As you can see we have 4 grouping sets with the ids: 0, 1, 3 and 7. The first one applies when all columns are aggregated (country, language, team). The second id is used for 2 active columns (country, language) while the third to only one (country). The last id corresponds to global aggregation. We can deduce that from all 3 expand_valuens set to null. It's even more clear in the execution plan's Expand stage:

+- *(1) Expand [List(projects_number#12, country#24, language#25, team#26, 0), List(projects_number#12, country#24, language#25, null, 1), List(projects_number#12, country#24, null, null, 3), List(projects_number#12, null, null, null, 7)], [projects_number#12, country#27, language#28, team#29, spark_grouping_id#23]

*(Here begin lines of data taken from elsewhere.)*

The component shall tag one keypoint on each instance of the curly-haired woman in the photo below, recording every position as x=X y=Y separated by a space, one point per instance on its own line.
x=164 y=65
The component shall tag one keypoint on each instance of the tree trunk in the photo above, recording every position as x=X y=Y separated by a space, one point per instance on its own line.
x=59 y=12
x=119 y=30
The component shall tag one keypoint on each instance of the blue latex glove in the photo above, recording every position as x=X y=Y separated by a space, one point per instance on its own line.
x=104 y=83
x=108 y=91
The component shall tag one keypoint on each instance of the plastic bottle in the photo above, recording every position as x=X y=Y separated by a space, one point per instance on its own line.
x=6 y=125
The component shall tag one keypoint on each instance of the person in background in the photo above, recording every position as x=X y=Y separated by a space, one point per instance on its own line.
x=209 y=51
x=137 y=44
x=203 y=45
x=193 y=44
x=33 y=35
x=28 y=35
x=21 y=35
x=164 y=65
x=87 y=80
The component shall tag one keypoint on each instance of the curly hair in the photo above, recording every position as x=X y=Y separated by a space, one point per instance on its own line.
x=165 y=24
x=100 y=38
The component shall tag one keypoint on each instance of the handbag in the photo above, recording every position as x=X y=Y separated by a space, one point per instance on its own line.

Multi-dimensional aggregations are a powerful feature coming from data warehousing. Apache Spark provides a pretty efficient implementation of 2 aggregations of that type: rollup and cube. They use the idea of grouping sets and internally are executed as a reduce operation. Such implementation decreases the amount of shuffled data and helps to improve performances in this compute intensive operation.